Assim como aconteceu com Dorothy e
Aldo, Adriana e Marcelo não esperaram seu filho por muito tempo. "O
processo não foi longo", ressalta a jornalista. "Acredito que, por
não termos restringido o perfil, o Marcelo chegou em menos de um ano, a partir
do momento em que saiu a nossa habilitação para adotar." Passado um ano e
meio da adoção de Marcelo, em 2012, o casal recebeu outra ligação e, novamente,
só interessava a eles saber o nome. Daquela vez, quem estava à espera de uma
família era um bebê de 34 dias, com o nome de João Marcelo (hoje com dois
anos). "Não preciso dizer mais nada, né?", indaga Adriana, que nunca
havia pensado que seria mãe de um bebê.
A jornalista é da opinião de que,
se a pessoa restringe muito o perfil da criança que quer adotar, reduz também
as chances da chegada do filho. Para ela, os futuros pais devem estar dispostos
a receber o filho real, que muitas vezes não é o bebê ou não é a menina.

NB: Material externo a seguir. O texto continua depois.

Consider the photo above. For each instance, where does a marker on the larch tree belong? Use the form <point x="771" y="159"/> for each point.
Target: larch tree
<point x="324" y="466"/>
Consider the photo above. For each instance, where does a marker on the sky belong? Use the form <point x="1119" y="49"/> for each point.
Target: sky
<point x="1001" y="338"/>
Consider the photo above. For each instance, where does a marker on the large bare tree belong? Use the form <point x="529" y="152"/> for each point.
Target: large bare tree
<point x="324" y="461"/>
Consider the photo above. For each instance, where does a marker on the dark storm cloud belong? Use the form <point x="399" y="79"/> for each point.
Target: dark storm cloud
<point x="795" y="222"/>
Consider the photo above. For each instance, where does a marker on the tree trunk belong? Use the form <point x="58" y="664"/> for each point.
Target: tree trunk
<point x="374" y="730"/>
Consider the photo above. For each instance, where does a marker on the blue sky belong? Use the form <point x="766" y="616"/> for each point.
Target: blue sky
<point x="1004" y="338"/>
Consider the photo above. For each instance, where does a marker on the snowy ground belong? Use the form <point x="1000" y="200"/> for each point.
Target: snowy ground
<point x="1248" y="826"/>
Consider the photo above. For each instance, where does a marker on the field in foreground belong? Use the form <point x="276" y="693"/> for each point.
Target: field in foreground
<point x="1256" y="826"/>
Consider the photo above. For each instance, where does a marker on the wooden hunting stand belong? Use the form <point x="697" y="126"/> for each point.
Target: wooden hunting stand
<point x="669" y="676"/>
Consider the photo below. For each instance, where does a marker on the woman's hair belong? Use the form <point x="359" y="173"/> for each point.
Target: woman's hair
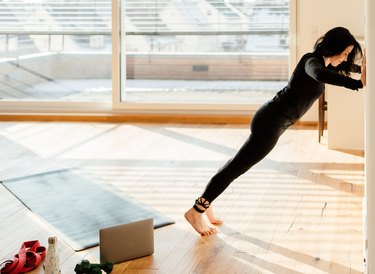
<point x="334" y="42"/>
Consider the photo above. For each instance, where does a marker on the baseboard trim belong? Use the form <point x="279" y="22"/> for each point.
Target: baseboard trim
<point x="140" y="118"/>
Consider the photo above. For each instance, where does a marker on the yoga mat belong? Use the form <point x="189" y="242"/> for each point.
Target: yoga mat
<point x="77" y="207"/>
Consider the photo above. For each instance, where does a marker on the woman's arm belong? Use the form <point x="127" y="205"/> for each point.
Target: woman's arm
<point x="316" y="70"/>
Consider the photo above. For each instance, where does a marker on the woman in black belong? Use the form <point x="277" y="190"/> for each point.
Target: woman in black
<point x="330" y="63"/>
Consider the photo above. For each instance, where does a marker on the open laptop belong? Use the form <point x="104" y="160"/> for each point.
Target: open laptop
<point x="127" y="241"/>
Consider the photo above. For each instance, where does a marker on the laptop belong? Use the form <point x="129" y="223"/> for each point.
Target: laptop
<point x="127" y="241"/>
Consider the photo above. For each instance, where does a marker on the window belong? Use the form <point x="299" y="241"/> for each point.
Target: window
<point x="55" y="50"/>
<point x="203" y="51"/>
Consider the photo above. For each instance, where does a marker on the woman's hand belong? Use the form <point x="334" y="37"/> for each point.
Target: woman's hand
<point x="363" y="74"/>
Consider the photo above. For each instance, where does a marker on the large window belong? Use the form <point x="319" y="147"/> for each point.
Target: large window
<point x="203" y="51"/>
<point x="172" y="52"/>
<point x="55" y="50"/>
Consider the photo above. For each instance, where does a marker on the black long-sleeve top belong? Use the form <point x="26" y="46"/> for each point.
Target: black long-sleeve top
<point x="306" y="85"/>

"A criança também sonha com um pai e uma mãe ideal, mas quem garante que
eu fui a mãe sonhada pelos meus filhos? Aos poucos, com a convivência, as
coisas vão acontecendo e percebemos que o vínculo que realmente importa é o
laço de amor."
Os personagens da matéria são
voluntários da ONG Adoção Consciente, que tem o objetivo de preparar as pessoas
interessadas em adotar uma criança ou adolescente para receber seus filhos. A
ONG tem como foco incentivar os pretendentes a adotar crianças que hoje estão
fora do perfil determinado pela maioria deles.